A segunda razão, conforme a lúcida argumentação do historiador José Murilo de Carvalho, é o fato de a frustrada tentativa de insurreição de que Tiradentes acabou o símbolo ter ocorrido em Minas Gerais, com desdobramentos no Rio de Janeiro, onde ele foi preso e enforcado. Não faltaram insurreições de coloração republicana, tanto no período colonial quanto no imperial. As revoluções pernambucanas de 1817 e 1824 são duas delas, outra é a Farroupilha, do Rio Grande do Sul. Os cabeças do movimento que proclamou a República poderiam ter escolhido, como heróis da nação, tanto o frei Caneca dos levantes pernambucanos como o Bento Gonçalves do movimento gaúcho. José Murilo de Carvalho sugere no entanto que um e outro acabaram descredenciados por ter atuado em regiões consideradas, àquela altura, secundárias em relação ao eixo político do país. Tiradentes, ao contrário, "era o herói de uma área que, a partir da metade do século XIX, já podia ser considerada o centro político do país – Minas Gerais, Rio de Janeiro e São Paulo".

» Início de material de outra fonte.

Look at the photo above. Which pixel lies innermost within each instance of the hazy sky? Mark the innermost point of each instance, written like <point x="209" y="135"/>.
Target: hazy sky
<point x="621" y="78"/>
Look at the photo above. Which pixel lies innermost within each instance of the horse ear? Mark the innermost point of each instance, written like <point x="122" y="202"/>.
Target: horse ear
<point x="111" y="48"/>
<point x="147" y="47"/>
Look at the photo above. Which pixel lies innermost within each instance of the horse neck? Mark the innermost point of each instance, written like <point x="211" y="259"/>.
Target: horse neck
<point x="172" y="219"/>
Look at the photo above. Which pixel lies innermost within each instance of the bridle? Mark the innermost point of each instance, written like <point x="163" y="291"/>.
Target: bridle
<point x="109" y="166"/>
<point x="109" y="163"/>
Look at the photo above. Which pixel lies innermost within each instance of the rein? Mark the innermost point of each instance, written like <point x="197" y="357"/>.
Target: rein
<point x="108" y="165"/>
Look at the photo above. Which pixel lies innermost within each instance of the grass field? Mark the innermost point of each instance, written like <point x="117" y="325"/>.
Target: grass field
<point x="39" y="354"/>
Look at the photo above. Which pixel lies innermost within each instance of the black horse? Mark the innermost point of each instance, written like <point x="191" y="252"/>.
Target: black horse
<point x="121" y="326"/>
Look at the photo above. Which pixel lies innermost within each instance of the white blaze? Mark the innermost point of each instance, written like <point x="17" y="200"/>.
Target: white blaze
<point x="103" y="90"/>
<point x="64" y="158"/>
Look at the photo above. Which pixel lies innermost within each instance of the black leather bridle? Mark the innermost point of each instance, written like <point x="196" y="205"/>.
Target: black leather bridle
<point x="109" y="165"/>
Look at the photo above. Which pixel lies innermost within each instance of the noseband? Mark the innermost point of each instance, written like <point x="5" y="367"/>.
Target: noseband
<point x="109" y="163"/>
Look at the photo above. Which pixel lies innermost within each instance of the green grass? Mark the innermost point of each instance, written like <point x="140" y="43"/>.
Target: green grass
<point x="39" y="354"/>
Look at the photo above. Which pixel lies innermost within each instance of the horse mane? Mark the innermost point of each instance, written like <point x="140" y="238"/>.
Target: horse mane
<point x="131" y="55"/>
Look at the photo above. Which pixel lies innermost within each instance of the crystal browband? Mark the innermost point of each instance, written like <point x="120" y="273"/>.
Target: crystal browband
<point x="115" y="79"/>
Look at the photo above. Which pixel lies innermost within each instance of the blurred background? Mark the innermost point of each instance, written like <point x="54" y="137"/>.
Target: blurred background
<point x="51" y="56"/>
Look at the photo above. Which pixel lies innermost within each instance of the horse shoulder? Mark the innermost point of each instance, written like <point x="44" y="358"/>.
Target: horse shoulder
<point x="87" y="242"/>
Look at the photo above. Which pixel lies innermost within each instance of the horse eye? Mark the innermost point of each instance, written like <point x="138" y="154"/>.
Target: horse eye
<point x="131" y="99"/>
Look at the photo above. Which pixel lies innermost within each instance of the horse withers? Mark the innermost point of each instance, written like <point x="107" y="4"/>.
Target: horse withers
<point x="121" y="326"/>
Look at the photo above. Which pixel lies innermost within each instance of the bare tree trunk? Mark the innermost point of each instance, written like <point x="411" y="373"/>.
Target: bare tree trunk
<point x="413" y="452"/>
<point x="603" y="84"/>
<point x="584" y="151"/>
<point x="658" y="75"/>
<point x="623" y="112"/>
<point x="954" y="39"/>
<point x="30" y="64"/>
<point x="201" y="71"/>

A terceira e mais interessante razão da glorificação de Tiradentes é o apelo popular da fusão, em sua pessoa, de herói nacional e ícone religioso. Os artistas inventaram para ele um rosto inspirado naquele inventado para Jesus Cristo. Como Jesus Cristo, ele é o protagonista de uma paixão. Sua caminhada, na manhã daquele 21 de abril – um sábado, como neste ano –, da cela que ocupava na Cadeia Velha, situada onde atualmente fica o Palácio Tiradentes (antiga sede da Câmara dos Deputados, hoje da Assembléia Legislativa do Rio de Janeiro), até a forca, no lugar então conhecido como Campo de São Domingos, ecoa o trajeto do Calvário. A esses fatores exteriores soma-se que, nos três anos em que permaneceu preso, marcados pelas privações, pelos interrogatórios, pela expectativa da morte e pela assistência dos padres, Tiradentes deixou-se tomar pela religiosidade. Ao subir ao cadafalso, beijou os pés do carrasco. Depois rezou o credo. Era um Cristo entregando-se à sua sorte.*

A mistura de herói cívico e religioso tem paralelo na Joana d'Arc dos franceses. Mas nem Joana d'Arc chegou a tanto, ou seja, a repetir o próprio Cristo. Joaquim José da Silva Xavier cumpre uma trajetória que vai de um Macunaíma dos bordéis a um místico que, pelo martírio, supera o Conselheiro ou o padre Cícero. De permeio, é um servidor da ordem (alferes do Exército) que passa a adepto falastrão de um movimento contestatório que vira fumaça antes de conseguir pôr pé na realidade. Acrescente-se que fazia um bico como hábil arrancador de dentes, ofício para o qual andava com uma pequena canastra em que guardava uns tantos ferrinhos, e pronto: eis a figura de um brasileiro.

* A quem quiser saber mais recomenda-se o capítulo "Tiradentes, um herói para a República", do livro A Formação das Almas, de José Murilo de Carvalho, no qual o presente artigo é fortemente baseado.